ICER = incremental cost-effectiveness ratio; QALY = quality-adjusted life-year; q.16.w. = every 16 weeks; vs. = versus.

^aSponsor assumed that the cost of bevacizumab was $519.18 per vial based on the cost of branded bevacizumab (Avastin) and that 1 dose would be obtained per vial. The total cost of bevacizumab would be lower if generic bevacizumab is used and/or if vial sharing occurs in clinical practice.

Source: Sponsor’s pharmacoeconomic submission.¹

Sensitivity and Scenario Analysis Results

The sponsor conducted a sequential scenario analysis in which aflibercept 8 mg was assumed to be administered every 12 weeks.

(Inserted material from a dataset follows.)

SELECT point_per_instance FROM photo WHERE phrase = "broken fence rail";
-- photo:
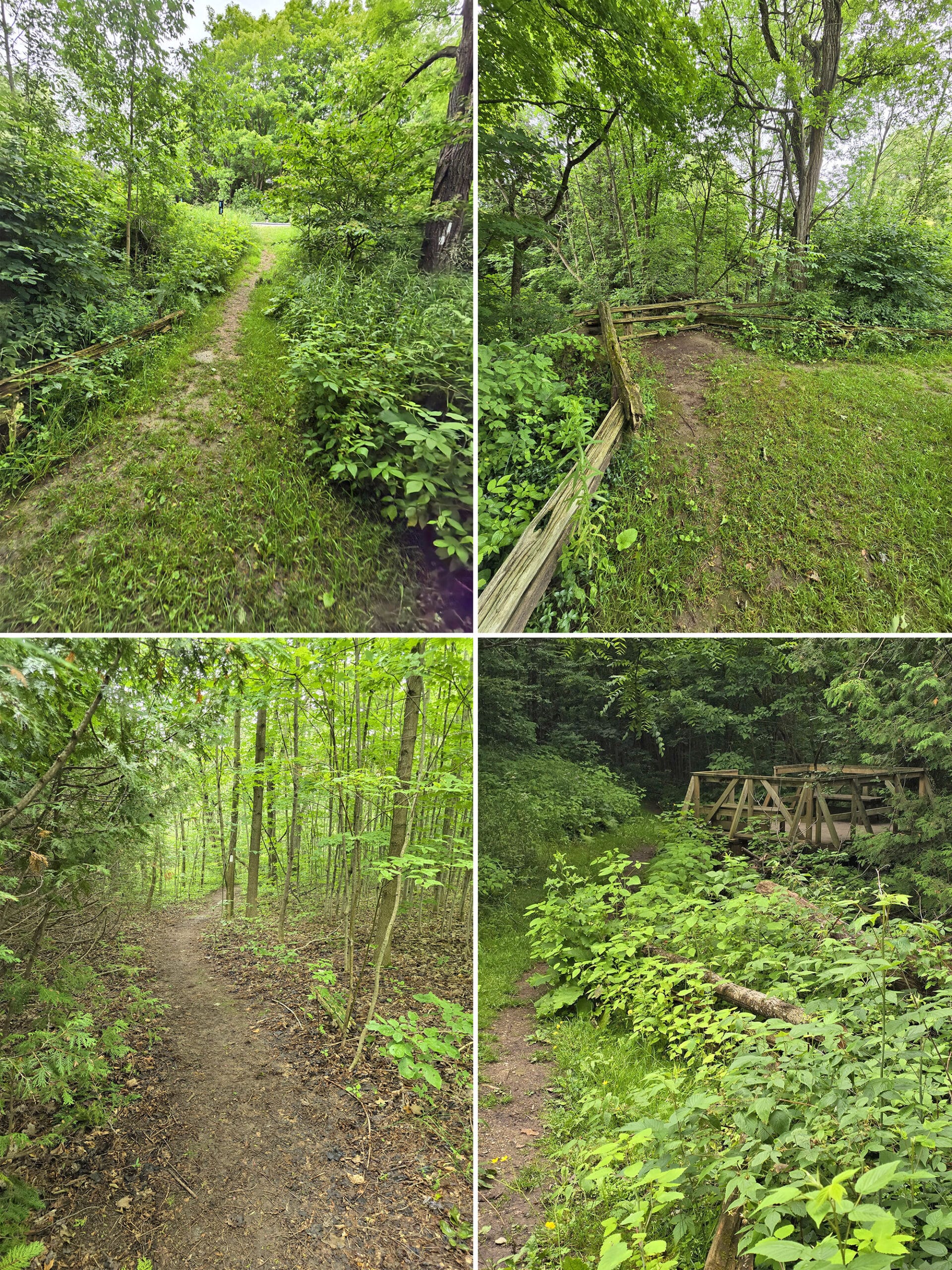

In this scenario, aflibercept 8 mg was associated with an estimated cost of $72,898 and 8.36 QALYs over a 25-year horizon, with a sequential ICER of $111,466 versus bevacizumab (incremental costs: $29,054; incremental QALYs: 0.261).

The sponsor conducted several scenario analyses including multiple dosing assumptions for bevacizumab and ranibizumab, discontinuation assumptions, and treatment efficacy assumptions; however, sequential analyses were not provided (i.e., aflibercept 8 mg every 16 weeks was compared to each other treatment in a pairwise fashion), limiting the interpretation of the findings.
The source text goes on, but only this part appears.